Business Threats Force IT Leaders To Re-Envision Data Availability Strategies

Christine Kern

By Christine Kern, contributing writer

Total Data Market Could Total $115 Billion By 2019

Arcserve provides new strategies for optimizing response to unplanned downtime.

Business threats are forcing IT leaders to re-envision their data availability strategies, according to an Arcserve report. Responding to Downtime: Five Key Strategies to Know Now” provides new strategies to help organizations prepare for and respond during unplanned downtime, explores the shifting data protection and availability landscape, and outlines the areas with which organizations need to focus to achieve system resiliency.

According to Arcserve, today’s businesses are weathering a “perfect storm” of data protection-related challenges that create serious obstacles for IT teams who are trying to effectively run operations, and place economic decision makers determining how they should allocate and manage resources in a precarious position.

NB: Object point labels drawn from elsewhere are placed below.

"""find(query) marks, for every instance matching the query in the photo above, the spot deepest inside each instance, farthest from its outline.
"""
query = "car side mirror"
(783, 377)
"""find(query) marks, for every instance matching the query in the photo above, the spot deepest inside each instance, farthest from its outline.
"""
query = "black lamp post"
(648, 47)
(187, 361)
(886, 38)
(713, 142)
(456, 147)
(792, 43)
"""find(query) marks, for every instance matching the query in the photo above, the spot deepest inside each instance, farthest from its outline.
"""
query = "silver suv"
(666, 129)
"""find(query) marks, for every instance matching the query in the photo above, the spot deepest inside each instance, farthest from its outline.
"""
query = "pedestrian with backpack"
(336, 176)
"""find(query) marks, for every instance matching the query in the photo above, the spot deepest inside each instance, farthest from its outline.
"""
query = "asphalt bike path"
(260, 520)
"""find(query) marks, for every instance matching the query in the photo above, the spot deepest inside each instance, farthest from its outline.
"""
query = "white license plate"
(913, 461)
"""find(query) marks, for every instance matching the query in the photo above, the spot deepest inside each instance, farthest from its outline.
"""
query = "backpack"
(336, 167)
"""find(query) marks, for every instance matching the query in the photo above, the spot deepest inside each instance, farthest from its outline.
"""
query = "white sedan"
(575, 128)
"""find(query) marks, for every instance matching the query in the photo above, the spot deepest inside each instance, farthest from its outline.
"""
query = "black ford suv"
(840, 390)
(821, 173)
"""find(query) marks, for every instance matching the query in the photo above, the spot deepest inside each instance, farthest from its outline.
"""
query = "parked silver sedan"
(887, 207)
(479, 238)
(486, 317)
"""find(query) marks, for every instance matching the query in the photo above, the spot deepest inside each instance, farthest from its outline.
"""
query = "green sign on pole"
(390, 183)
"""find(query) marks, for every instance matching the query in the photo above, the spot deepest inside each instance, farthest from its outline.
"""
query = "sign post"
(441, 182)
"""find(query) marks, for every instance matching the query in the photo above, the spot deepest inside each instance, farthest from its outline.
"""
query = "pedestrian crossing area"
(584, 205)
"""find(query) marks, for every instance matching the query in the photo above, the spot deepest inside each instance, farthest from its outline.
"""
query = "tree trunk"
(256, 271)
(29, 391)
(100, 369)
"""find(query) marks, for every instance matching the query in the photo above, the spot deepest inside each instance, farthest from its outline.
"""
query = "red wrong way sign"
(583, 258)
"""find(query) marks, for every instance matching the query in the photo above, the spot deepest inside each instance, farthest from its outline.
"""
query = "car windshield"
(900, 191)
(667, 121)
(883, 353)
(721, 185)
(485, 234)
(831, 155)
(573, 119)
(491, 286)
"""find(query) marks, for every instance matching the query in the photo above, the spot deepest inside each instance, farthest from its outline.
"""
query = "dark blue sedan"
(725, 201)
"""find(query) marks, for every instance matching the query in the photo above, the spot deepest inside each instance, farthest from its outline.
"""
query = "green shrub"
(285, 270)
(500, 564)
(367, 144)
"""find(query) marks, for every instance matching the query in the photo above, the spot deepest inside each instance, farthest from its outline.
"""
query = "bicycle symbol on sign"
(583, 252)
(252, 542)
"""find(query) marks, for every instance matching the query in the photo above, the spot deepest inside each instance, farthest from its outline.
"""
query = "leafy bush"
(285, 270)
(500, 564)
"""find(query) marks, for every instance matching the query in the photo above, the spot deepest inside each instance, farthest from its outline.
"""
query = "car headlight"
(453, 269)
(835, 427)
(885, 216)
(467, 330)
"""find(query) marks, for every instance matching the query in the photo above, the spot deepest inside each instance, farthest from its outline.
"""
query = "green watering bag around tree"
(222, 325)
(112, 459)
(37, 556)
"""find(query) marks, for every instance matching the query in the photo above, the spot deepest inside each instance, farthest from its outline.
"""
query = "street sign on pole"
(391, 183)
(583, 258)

Among the top challenges are quantifying the level of risk and loss expectancy, the exponential increase in ransomware attacks, lack of control over key metrics, and questions about how to leverage the cloud, all combining to create an opportunity for organizations to re-assess their ability to cost-effectively respond to unplanned downtime.

“The new challenges hitting IT teams are certainly cause for concern,” said Christophe Bertrand, vice president of Product Marketing for Arcserve. “Organizations that implement strategies around risk mitigation, proactive ransomware response, data availability for system ecospheres, processes simplification, and the role of cloud, will be well positioned to meet any business demand.”

To compound these challenges, many organizations are also placing responsibility for many of these complex IT tasks on the shoulders of an IT generalist, many of whom are looking for simpler and lower cost solutions to protect, manage, and access critical data using these five key strategies:

  1. Risk Management: where actuarial strategy meets data protection. As the report explains, “Every time an IT leader improves the resiliency of the IT infrastructure, the business realizes cost savings, a significant reduction in risk/loss, and improves operational efficiency.”
  2. System availability: Not all data is created equal. By determining your data availability index and any potential gaps in the workflow or value chain of applications that run your business, you can adjust accordingly for optimal efficiency.
  3. Complexity: More processes, more problems. As the report asserts, “The challenge, and subsequent main goal, is to obtain a level of predictability and consistency of recovery, regardless of the interruption event that will inevitably hit every infrastructure. IT leaders and business executives need to approach this challenge from a net result perspective; considering actual RPOs and RTOs, and determining how to get the business back on its feet in a timeframe that meets business requirements.”
  4. Ransomware: It’s not a security issue; it’s a data recovery issue. As the report explains, “The best strategy to mitigate the damage from a ransomware event is to be proactive, instead of reactive. By giving your organization room to make its own decisions, you remove the need to negotiate with hackers,” a goal that can be accomplished by implementing and regularly testing a robust recovery solution with traditional and cloud-based options that enable you to restore business-sensitive data without paying the ransom.
  5. Leveraging the Cloud: How and when it makes sense for your infrastructure. It and business leaders need to assess their own needs before committing to a cloud solution.